Bouteldja’s vision is thus remarkably inclusive. The struggle, she asserts, will not be against but beside the children of the Harki, those indigenous Algerians who served in the French Army during the country’s war of independence. Bouteldja thus implies affiliation as well with the dhimmis of the Republic and the Senegalese riflemen — with, in essence, Jewish Zionists — whose children too must join the decolonial camp. The white working class must also be engaged, not out of a romantic humanism or color-blind universalism but because the indigenous need to anticipate and combat the reactionary phantasms of nationalism and racism that will inevitably accompany the development of a decolonial force. And finally, the indigenous must assist the anti-racist and anti-imperialist whites who are seeking help in annihilating the white man at the center of their being. This sophisticated balance between autonomy and convergence, which prioritizes the claims of the indigenous while advocating the political organization of white communities, holds tremendous promise for an American left caught between a class-based politics and an identity-obsessed caricature of intersectionality.
Bouteldja ends with a stirring critique of French secularism (laïcité), its collusion with state racism, and the disenchanted white man with which it replaces God. She outlines the ambivalent promise found in non-secular traditions for subduing the hedonistic, consumerist self unleashed by Western culture. In an uncanny reminder of the problem Jews posed to Enlightenment Europe, Bouteldja deftly recognizes that, to enlightened white Frenchmen, their Muslim countrymen are an enigma: despite the generous offer of rationality, liberal democracy, and modernity, they still cling to pre-modern Islamic law and tradition. As a result, they are also a threat, because they “know something that escapes white Reason.”
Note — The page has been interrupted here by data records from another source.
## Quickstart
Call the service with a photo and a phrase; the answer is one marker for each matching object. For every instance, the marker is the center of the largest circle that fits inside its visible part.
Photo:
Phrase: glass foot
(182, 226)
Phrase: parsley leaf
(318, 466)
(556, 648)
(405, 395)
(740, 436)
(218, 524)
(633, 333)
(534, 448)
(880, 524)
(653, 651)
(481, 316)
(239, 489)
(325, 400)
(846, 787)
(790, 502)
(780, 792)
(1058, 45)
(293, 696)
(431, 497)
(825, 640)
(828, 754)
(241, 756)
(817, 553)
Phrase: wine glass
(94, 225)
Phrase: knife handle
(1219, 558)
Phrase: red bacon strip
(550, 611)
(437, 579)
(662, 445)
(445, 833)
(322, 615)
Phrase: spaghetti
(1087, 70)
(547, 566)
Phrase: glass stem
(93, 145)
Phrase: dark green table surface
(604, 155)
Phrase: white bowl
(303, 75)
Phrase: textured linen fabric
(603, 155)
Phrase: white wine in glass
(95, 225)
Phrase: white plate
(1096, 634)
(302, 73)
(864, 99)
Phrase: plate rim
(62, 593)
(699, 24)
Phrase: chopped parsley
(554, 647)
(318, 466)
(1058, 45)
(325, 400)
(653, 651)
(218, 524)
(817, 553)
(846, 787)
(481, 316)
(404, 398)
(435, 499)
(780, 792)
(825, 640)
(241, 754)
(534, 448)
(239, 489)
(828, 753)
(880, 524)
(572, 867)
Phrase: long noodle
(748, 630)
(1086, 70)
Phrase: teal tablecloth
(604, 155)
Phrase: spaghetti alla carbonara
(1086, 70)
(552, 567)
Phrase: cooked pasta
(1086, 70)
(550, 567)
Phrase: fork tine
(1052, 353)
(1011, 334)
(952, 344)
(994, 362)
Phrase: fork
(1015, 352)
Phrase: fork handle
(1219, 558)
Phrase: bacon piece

Secular readers may squirm at Bouteldja’s frank discussion of God and the radical potential of submission before the One. Such a response would only reveal their own submission to the hegemony of the secular, with its dismissive racializing of the religious. Theologies of liberation — liberation utopias, as Bouteldja calls them — elaborate subaltern knowledge that not only critiques the disenchanted white man and his attendant violence, but also offers all those in the Global North — whites, Jews, and indigenous — tools for imagining alternative futures. Whites, Jews, and Us is a challenging text that provokes just as much as it consoles and illuminates. But in order to build a forceful decolonizing coalition that aspires to collective liberation, we must have the patience to listen to, the tenacity to challenge, and the humility to learn from the work of this colonized woman.